Friday 6 September 2013

Node Scope, Html Classes and more

Time for one of my typical listings of interesting notes/tricks/whatever that I want to have easily accessible for further reference.

  • If you've ever been dubious about how scope between different modules works in Node.js, you should read this brilliant explanation, it makes it crystal clear

    Unlike the browser, were variables are by default assigned to the global space (i.e. window) in Node variables are scoped to the module (the file) unless you explicitly assign them to module.exports. In fact, when you run "node myfile.js" or "require('somefile.js')" the code in your file is wrapped as follow: (function (exports, require, module, __filename, __dirname) { // your code is here });

  • I'd never been aware of how incorrectly I was using the term "CSS class" until I read this eye-opener. So I think we should speak like this: We assign html classes to html elements and style is applied to those elements by means of CSS rules consisting of a Class Selector and a declaration block. I fully agree with the author in that using the correct naming is not just a matter of being pedant:

    This isn't just pedanticism. By using the phrases "CSS class(es)" or "CSS class name(s)" you're not only being imprecise (or just plain wrong), you're tying the presentational context/framing of "CSS" to class names which implies and even encourages the bad practice of using presentational class names.

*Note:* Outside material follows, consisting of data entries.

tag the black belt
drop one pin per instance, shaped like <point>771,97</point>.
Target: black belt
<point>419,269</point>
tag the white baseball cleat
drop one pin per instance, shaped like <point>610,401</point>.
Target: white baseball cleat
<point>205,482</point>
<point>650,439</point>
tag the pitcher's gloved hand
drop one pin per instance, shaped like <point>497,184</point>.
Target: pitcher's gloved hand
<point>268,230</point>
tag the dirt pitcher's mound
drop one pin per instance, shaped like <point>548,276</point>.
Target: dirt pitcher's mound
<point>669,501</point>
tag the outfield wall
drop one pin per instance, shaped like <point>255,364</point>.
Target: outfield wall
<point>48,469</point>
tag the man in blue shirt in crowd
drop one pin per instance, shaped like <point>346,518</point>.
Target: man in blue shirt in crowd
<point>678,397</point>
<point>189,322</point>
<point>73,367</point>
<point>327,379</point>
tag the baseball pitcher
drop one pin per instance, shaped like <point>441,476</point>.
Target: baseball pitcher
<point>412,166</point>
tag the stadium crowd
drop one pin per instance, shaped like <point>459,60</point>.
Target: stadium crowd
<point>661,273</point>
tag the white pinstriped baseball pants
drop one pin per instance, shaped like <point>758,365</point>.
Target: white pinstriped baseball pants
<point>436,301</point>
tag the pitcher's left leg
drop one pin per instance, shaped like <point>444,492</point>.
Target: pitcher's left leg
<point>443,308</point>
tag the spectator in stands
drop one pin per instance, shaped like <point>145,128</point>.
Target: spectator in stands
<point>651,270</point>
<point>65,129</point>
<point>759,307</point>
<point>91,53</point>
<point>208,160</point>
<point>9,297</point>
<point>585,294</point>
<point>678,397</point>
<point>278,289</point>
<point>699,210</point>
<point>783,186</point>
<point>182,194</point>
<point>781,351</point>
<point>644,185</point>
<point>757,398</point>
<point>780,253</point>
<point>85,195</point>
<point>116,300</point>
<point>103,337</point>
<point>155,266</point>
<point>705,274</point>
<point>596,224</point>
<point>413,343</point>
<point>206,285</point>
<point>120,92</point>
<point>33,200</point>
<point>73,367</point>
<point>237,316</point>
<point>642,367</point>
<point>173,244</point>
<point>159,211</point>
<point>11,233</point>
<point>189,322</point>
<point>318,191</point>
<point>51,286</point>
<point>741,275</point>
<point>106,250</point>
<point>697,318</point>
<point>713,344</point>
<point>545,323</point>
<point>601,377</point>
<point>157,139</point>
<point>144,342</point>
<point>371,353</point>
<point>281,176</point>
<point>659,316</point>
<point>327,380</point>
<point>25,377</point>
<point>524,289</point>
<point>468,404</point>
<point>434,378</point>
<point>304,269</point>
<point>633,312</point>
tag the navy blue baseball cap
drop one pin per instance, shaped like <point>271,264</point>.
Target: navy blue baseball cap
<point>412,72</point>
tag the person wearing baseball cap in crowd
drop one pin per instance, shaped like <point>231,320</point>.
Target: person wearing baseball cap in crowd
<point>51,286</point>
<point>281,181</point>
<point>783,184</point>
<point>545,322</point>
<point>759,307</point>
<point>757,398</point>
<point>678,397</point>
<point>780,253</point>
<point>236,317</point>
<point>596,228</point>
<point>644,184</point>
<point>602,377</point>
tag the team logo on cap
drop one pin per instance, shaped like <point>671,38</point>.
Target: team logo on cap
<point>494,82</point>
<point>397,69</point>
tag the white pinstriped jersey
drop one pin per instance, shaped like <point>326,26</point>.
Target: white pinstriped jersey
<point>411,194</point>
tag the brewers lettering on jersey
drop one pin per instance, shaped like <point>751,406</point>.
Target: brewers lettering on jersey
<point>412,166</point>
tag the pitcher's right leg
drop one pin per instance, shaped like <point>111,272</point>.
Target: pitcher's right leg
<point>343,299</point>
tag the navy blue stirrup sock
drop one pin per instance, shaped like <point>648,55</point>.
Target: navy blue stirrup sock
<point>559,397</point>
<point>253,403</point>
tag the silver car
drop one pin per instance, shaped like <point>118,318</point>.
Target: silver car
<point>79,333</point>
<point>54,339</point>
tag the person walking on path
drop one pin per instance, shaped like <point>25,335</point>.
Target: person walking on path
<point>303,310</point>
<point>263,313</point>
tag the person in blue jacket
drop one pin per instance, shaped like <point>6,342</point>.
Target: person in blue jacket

  • One of my first thoughts after learning about CSS Animations was how useful it would be to create CSS rules from JavaScript, you can read a good explanation here.
  • Even if you've never written a jQuery plugin you'll probably have wondered what the jQuery.fn thing is, well, it's that simple like this: jQuery.fn is an alias to jQuery.prototype (yes, in the end jQuery is just a function, so it has a prototype property). This explanation is excellent.
  • I'll start by saying that I'm not the least interested in languages that compile to JavaScript, be it Dart, CoffeeScript, TypeScript... JavaScript is a beautiful language and I can't understand people not wanting to use it for Normal Web Development. Nevertheless, this asm.js thing is quite different stuff, it comes with the promise of allowing us to run in our browsers things that were not thought for the web, and at a decent speed. You can read this beautiful explanation by John Resig or this quite detailed one (but admittedly quite harder to digest)
  • While doing a debugging session in Visul Studio and having a look at the Threads window I noticed that one of the threads was running with Priority set to Highest. I was not creating any thread implicitly, there was a bunch of worker threads being created by a WCF Service Host, so what could this be? Well, pretty easy, the .Net runtime will always create at minimum 3 threads for an application, the Main Thread, a Debugger Thread (a helper thread to work along with the debugger) and the Finalizer thread (and depending on the .Net version you can also have a separate GC thread). So it struck me that it had to be the Finalizer Thread that was running at High priority. This question in StackOverflow confirms it.